Antigone Reimagined at the Tuesday Night Cafe
In the Ancient Greek play Antigone, the king’s niece threatens state security when she buries her traitorous brother against the law, calling on the law of the gods as her defense. Antigone’s defiance, her commitment to doing what she perceives as right, has been taken as a symbol against totalitarian rule. In addition to countless theatrical reworkings, the Antigone has performed in many media: from opera and ballet to youtube.
Harrison Collett directs Jean Anouilh’s reimagining of the Antigone for a Tuesday Night Café (TNC) theatrical production at McGill University. Kay Min takes the role of Antigone while Alex Bankier plays Creon. Though initially written during the 1940s in Vichy France under Nazi censorship, TNC’s production has been translated into English. Anouilh’s version is appealing because of its ambiguity.
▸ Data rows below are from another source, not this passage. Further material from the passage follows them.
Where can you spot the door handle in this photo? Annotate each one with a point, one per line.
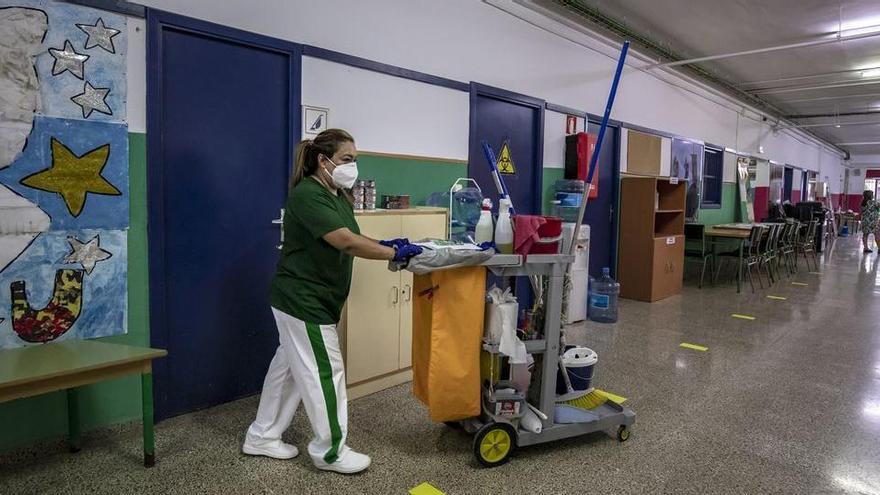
(280, 221)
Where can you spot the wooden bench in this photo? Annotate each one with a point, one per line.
(38, 370)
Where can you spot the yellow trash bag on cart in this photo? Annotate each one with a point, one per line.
(447, 335)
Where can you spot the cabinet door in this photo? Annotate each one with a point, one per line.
(668, 267)
(415, 227)
(373, 315)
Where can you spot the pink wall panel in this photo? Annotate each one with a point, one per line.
(762, 195)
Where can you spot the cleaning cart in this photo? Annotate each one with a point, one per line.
(497, 430)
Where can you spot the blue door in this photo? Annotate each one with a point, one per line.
(788, 183)
(223, 118)
(600, 215)
(516, 121)
(501, 117)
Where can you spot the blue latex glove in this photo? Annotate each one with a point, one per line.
(404, 253)
(395, 243)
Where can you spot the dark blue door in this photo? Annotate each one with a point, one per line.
(788, 183)
(501, 117)
(600, 215)
(223, 114)
(517, 121)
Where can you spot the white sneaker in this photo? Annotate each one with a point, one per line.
(275, 449)
(350, 462)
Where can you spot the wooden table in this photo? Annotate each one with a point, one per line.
(38, 370)
(731, 233)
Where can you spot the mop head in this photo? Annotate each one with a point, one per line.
(590, 400)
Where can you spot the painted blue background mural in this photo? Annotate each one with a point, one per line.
(106, 208)
(64, 193)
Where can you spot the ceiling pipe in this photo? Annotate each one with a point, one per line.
(840, 97)
(838, 37)
(831, 124)
(771, 91)
(806, 76)
(822, 115)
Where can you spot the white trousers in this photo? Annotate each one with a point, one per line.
(307, 367)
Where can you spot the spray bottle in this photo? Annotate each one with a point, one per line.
(485, 229)
(504, 228)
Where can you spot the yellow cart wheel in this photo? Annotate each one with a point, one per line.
(494, 443)
(623, 433)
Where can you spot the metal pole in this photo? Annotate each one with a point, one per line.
(595, 158)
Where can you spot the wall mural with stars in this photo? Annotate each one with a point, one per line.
(64, 192)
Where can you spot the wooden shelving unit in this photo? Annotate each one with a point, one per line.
(651, 257)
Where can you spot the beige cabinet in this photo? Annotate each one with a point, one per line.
(377, 321)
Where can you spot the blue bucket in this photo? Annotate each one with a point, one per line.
(579, 364)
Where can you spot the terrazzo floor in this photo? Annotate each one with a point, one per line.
(786, 403)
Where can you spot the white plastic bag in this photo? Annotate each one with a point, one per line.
(501, 313)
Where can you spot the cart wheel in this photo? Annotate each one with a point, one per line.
(494, 443)
(623, 433)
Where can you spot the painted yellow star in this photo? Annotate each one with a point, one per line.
(73, 177)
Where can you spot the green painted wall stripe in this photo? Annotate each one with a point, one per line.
(325, 372)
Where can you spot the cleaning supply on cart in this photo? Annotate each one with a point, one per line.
(485, 230)
(565, 414)
(579, 363)
(501, 310)
(535, 234)
(530, 421)
(603, 298)
(521, 374)
(448, 311)
(504, 228)
(442, 254)
(590, 400)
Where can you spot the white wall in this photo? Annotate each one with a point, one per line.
(470, 40)
(389, 114)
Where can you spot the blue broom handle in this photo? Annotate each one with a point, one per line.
(595, 158)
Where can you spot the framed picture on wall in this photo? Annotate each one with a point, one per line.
(687, 165)
(315, 120)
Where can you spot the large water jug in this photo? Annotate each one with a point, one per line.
(603, 298)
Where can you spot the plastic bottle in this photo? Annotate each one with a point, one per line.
(485, 229)
(603, 298)
(504, 229)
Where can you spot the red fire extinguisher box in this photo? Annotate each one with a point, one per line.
(578, 150)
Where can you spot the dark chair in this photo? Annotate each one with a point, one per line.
(806, 245)
(697, 249)
(788, 242)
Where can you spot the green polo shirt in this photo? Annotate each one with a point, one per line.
(313, 278)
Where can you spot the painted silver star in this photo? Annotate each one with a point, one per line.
(93, 99)
(88, 253)
(68, 60)
(99, 35)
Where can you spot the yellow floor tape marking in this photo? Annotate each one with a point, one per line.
(693, 346)
(743, 317)
(613, 398)
(425, 489)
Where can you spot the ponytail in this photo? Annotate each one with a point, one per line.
(307, 152)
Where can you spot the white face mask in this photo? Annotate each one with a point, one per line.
(344, 175)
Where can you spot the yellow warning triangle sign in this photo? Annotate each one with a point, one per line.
(505, 163)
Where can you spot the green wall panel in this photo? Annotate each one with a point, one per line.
(27, 420)
(727, 212)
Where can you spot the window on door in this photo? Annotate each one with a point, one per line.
(713, 175)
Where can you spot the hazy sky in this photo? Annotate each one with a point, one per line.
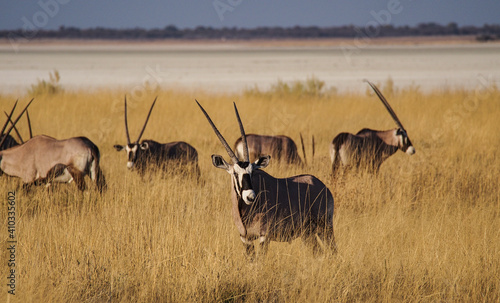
(50, 14)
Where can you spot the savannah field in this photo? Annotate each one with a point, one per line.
(425, 229)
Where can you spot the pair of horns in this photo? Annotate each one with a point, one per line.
(223, 141)
(15, 128)
(9, 119)
(386, 104)
(145, 123)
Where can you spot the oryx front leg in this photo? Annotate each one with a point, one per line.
(263, 244)
(249, 247)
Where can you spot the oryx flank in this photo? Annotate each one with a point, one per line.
(281, 148)
(369, 148)
(149, 154)
(272, 209)
(43, 159)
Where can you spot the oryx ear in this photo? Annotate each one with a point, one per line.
(219, 162)
(262, 162)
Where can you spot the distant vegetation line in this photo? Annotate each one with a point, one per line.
(483, 33)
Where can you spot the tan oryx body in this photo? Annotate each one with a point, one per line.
(274, 209)
(368, 149)
(44, 159)
(281, 148)
(151, 155)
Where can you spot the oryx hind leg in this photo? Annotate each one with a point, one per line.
(326, 240)
(78, 177)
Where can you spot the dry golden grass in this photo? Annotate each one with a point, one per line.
(426, 229)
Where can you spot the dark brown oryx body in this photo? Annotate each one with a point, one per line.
(149, 154)
(274, 209)
(368, 149)
(43, 159)
(281, 148)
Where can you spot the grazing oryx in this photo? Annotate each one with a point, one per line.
(150, 154)
(279, 147)
(272, 209)
(369, 148)
(43, 159)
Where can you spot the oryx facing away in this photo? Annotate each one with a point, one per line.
(368, 149)
(281, 148)
(43, 159)
(150, 155)
(272, 209)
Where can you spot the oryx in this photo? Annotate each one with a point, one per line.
(279, 147)
(272, 209)
(369, 148)
(150, 154)
(43, 159)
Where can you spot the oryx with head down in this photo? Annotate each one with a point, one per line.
(368, 149)
(272, 209)
(281, 148)
(149, 154)
(43, 159)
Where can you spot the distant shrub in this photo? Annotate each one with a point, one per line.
(50, 87)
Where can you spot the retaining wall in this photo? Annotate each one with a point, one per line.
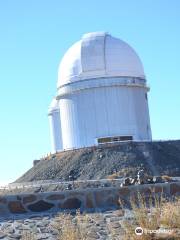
(87, 199)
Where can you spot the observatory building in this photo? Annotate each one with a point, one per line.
(101, 95)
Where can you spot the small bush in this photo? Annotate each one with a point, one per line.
(153, 213)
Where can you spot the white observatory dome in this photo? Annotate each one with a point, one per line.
(54, 106)
(99, 55)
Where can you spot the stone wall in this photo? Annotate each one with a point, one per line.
(87, 199)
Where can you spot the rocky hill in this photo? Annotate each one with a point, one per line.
(157, 158)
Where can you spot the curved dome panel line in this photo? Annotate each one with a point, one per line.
(99, 55)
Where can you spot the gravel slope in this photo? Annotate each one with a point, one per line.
(161, 158)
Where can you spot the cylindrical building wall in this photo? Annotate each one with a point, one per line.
(93, 112)
(55, 127)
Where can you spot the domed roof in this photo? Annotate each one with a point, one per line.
(54, 106)
(99, 55)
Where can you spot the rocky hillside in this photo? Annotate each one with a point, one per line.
(157, 158)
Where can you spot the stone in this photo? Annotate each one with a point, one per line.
(71, 203)
(124, 191)
(16, 207)
(89, 201)
(158, 179)
(29, 198)
(40, 206)
(112, 200)
(55, 197)
(174, 188)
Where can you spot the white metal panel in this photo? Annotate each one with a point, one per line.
(105, 111)
(99, 55)
(55, 131)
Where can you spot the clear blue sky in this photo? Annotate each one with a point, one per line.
(34, 35)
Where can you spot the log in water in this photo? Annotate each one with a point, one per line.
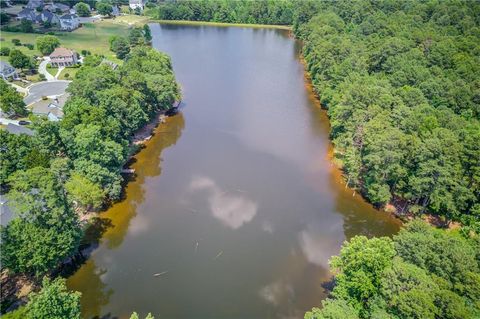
(243, 169)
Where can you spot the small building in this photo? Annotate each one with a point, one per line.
(57, 7)
(69, 22)
(18, 129)
(51, 108)
(47, 16)
(134, 4)
(7, 71)
(63, 57)
(27, 14)
(34, 4)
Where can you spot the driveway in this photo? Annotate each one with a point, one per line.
(38, 90)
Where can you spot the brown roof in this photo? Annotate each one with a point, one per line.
(61, 52)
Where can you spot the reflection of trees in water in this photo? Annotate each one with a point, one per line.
(147, 164)
(112, 225)
(94, 293)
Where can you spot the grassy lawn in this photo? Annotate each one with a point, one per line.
(91, 36)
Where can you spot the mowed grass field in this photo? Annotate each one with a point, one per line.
(91, 36)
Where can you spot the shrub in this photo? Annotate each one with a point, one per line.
(4, 51)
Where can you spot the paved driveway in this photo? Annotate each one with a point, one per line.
(36, 91)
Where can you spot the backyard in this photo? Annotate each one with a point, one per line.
(91, 36)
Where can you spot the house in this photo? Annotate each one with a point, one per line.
(33, 4)
(63, 57)
(18, 129)
(51, 108)
(27, 14)
(115, 11)
(57, 7)
(137, 4)
(69, 22)
(7, 71)
(111, 64)
(47, 17)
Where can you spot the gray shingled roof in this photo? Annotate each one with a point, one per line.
(18, 129)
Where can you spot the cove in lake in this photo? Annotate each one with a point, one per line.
(235, 202)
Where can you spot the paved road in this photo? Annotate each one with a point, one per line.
(37, 90)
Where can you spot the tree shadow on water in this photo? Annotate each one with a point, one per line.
(93, 233)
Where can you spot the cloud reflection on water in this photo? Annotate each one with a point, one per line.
(318, 245)
(232, 210)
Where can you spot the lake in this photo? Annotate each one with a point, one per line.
(236, 206)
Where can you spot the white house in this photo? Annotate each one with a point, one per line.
(7, 71)
(63, 57)
(137, 4)
(69, 22)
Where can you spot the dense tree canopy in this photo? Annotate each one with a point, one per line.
(400, 81)
(45, 231)
(53, 301)
(11, 102)
(422, 273)
(264, 12)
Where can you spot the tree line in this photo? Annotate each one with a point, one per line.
(74, 165)
(261, 12)
(423, 273)
(400, 81)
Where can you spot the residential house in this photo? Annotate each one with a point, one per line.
(7, 71)
(18, 129)
(33, 4)
(51, 108)
(57, 7)
(63, 57)
(137, 4)
(47, 17)
(27, 14)
(69, 22)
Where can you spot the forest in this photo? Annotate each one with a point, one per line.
(400, 82)
(257, 12)
(73, 166)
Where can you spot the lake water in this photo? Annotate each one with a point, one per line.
(236, 206)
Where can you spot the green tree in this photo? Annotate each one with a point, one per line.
(47, 43)
(147, 33)
(4, 18)
(19, 60)
(11, 102)
(46, 230)
(333, 309)
(120, 46)
(26, 26)
(85, 193)
(360, 267)
(83, 10)
(104, 8)
(54, 301)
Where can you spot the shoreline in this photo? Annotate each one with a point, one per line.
(18, 286)
(222, 24)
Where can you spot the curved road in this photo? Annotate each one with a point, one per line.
(36, 91)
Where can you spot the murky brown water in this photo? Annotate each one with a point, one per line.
(235, 199)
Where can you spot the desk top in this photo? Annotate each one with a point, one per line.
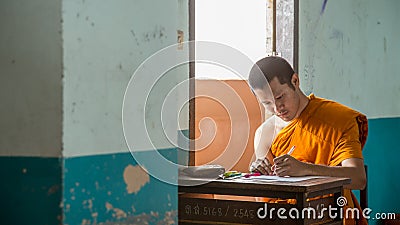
(238, 185)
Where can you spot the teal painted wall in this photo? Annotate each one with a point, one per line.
(96, 190)
(30, 190)
(381, 155)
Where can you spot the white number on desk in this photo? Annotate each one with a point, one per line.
(211, 211)
(243, 213)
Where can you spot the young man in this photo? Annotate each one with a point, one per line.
(327, 137)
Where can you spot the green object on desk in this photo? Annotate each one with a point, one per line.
(231, 174)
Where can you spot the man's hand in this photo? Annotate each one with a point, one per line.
(286, 165)
(261, 165)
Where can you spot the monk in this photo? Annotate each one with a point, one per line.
(326, 138)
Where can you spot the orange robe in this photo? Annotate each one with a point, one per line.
(325, 133)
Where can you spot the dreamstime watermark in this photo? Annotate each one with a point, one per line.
(320, 211)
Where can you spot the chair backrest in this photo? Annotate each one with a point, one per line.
(364, 192)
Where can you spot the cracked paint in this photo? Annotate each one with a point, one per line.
(135, 178)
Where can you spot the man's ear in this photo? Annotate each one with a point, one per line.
(295, 80)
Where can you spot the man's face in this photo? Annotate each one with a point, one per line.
(281, 100)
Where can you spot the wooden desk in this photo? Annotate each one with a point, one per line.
(217, 211)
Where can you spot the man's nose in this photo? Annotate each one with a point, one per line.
(278, 105)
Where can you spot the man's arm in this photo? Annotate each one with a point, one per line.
(352, 168)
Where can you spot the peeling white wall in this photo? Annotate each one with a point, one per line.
(349, 52)
(30, 78)
(104, 42)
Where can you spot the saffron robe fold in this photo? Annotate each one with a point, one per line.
(325, 133)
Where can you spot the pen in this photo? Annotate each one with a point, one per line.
(289, 153)
(252, 175)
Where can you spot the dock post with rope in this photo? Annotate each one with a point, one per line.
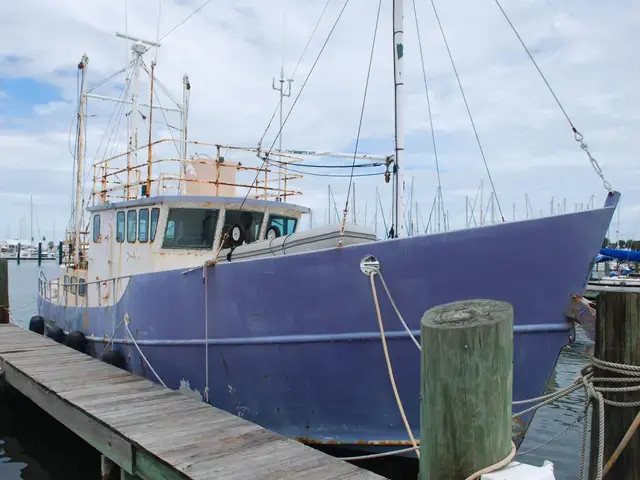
(466, 389)
(4, 291)
(617, 342)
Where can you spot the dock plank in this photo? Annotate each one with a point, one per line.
(150, 431)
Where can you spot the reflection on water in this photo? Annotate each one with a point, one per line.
(34, 446)
(564, 452)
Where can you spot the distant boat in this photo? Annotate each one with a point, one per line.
(231, 303)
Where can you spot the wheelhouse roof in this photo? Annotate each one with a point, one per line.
(251, 203)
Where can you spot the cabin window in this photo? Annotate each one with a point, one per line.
(190, 228)
(249, 222)
(120, 227)
(96, 228)
(155, 214)
(143, 225)
(131, 226)
(279, 226)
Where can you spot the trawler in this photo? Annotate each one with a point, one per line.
(205, 282)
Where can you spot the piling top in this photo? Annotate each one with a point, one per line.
(467, 313)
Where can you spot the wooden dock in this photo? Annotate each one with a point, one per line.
(150, 431)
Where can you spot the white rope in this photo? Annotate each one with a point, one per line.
(206, 332)
(496, 466)
(389, 367)
(111, 339)
(126, 326)
(586, 380)
(393, 304)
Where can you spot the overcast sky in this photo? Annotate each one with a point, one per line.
(232, 49)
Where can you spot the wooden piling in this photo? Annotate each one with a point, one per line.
(618, 341)
(4, 291)
(467, 370)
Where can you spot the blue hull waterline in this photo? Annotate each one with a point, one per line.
(292, 342)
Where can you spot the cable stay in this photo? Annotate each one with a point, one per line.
(364, 102)
(576, 134)
(466, 103)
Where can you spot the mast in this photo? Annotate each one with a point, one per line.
(398, 54)
(186, 91)
(31, 219)
(82, 66)
(284, 92)
(149, 150)
(138, 50)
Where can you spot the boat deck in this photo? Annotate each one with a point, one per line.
(150, 431)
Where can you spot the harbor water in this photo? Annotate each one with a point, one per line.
(34, 446)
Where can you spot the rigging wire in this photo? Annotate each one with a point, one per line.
(110, 77)
(185, 19)
(364, 102)
(466, 103)
(312, 165)
(295, 101)
(304, 51)
(576, 134)
(426, 89)
(337, 175)
(164, 115)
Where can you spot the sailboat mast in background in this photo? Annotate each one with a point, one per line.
(398, 54)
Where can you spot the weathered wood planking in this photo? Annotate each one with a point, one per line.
(151, 431)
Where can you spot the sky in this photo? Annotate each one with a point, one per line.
(231, 50)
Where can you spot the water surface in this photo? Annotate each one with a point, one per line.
(35, 446)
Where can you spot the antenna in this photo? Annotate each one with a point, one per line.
(284, 92)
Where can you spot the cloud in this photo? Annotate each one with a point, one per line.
(232, 49)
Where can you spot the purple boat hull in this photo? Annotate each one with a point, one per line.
(292, 342)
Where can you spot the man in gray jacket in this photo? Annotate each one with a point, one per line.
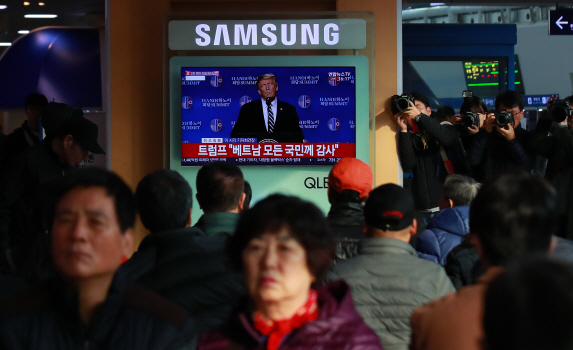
(387, 278)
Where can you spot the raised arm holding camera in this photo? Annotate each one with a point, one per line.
(502, 143)
(428, 152)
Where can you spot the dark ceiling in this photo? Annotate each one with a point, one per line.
(74, 13)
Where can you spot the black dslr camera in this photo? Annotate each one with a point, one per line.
(560, 110)
(504, 118)
(469, 119)
(401, 103)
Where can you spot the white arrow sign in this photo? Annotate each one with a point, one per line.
(559, 22)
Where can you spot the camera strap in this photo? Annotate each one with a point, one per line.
(447, 163)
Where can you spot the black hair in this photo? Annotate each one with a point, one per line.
(473, 104)
(513, 216)
(419, 97)
(96, 177)
(35, 100)
(305, 222)
(460, 189)
(530, 307)
(248, 195)
(163, 200)
(509, 99)
(219, 187)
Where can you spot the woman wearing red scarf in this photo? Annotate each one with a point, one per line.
(282, 245)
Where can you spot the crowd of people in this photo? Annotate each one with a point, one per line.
(471, 253)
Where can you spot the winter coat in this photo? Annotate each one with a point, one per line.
(446, 230)
(388, 282)
(424, 170)
(338, 327)
(190, 269)
(345, 221)
(47, 317)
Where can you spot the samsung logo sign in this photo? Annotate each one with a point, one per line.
(246, 35)
(260, 34)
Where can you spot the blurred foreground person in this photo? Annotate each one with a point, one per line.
(282, 246)
(512, 218)
(349, 183)
(387, 277)
(88, 306)
(530, 307)
(179, 262)
(448, 228)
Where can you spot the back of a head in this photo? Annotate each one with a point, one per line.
(513, 216)
(530, 307)
(163, 200)
(509, 99)
(473, 104)
(349, 180)
(219, 187)
(460, 189)
(96, 177)
(389, 207)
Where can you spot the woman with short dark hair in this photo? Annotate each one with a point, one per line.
(283, 246)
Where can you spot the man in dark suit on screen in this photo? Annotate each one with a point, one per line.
(268, 118)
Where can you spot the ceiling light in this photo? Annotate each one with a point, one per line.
(40, 16)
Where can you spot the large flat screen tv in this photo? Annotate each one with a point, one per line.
(319, 96)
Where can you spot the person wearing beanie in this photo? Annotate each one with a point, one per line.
(349, 183)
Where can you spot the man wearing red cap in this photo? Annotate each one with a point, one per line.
(349, 183)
“In the original Antigone, it’s easy to say that the king is wrong or the state is wrong,” Collett explains. “In Anouilh’s production there isn’t really a bad guy. There’s a lot more empathy for King Creon. No one wants to do what they have to do in this play.”
Many things are retained in Anouilh’s production. Like the original, there’s recently been a civil war and Antigone’s two brothers are on opposite sides and they end up killing each other. “Antigone’s uncle Creon has decided to give one brother an elaborate funeral and the traitor none at all. Antigone gives her brother burial against the king’s orders, even though the punishment is death,” says Collett. However, the change seems to begin around a particular conversation that takes place between Antigone and Creon. “Creon tries to save her and stop her from doing it,” says Collett.
It is easy to empathize with this Creon. “You don’t need to force empathy in any way,” says Collett. “Creon has lines that essentially say ‘I don’t want you to do this, you can save yourself.’ Creon actively tries to save her and she refuses to let him.”
Does that mean Antigone is a hard-headed fanatic? “A surface reading makes Antigone seem stubborn and wrong, but if you delve more into it, she has a lot of moments where she talks about her love of life and what that leaves you with is a realization is that she loves her brother and her family more than she cares to live.,” says Collett. “It’s hard to tell who the protagonist is in the play. People have argued for both sides. They both have compelling points and they both have flaws.”
The play’s ambiguity is perhaps best understood from an anecdote about its first performance. “When the show was first put on in France under Nazi occupation, both the French and German audience gave it a standing ovation,” says Collett. “Both sides thought it was arguing that their side was right.”
Messages about an overbearing state seem especially prescient in Quebec. But Collett sees the play more as a study between private desires and social responsibilities. “The play talks a lot about the duties people have and the roles they must fulfill in society that clash with what they really want to do. It’s about the clash of private and public realms and the troubles that come out of that disjoin. We face this today. We are in a democracy, but it is hard to maintain a space between the two realms.”
Antigone is Morrice Hall (3485 McTaivsh) from February 12-15, 19-22 at 8 p.m.. $10/6.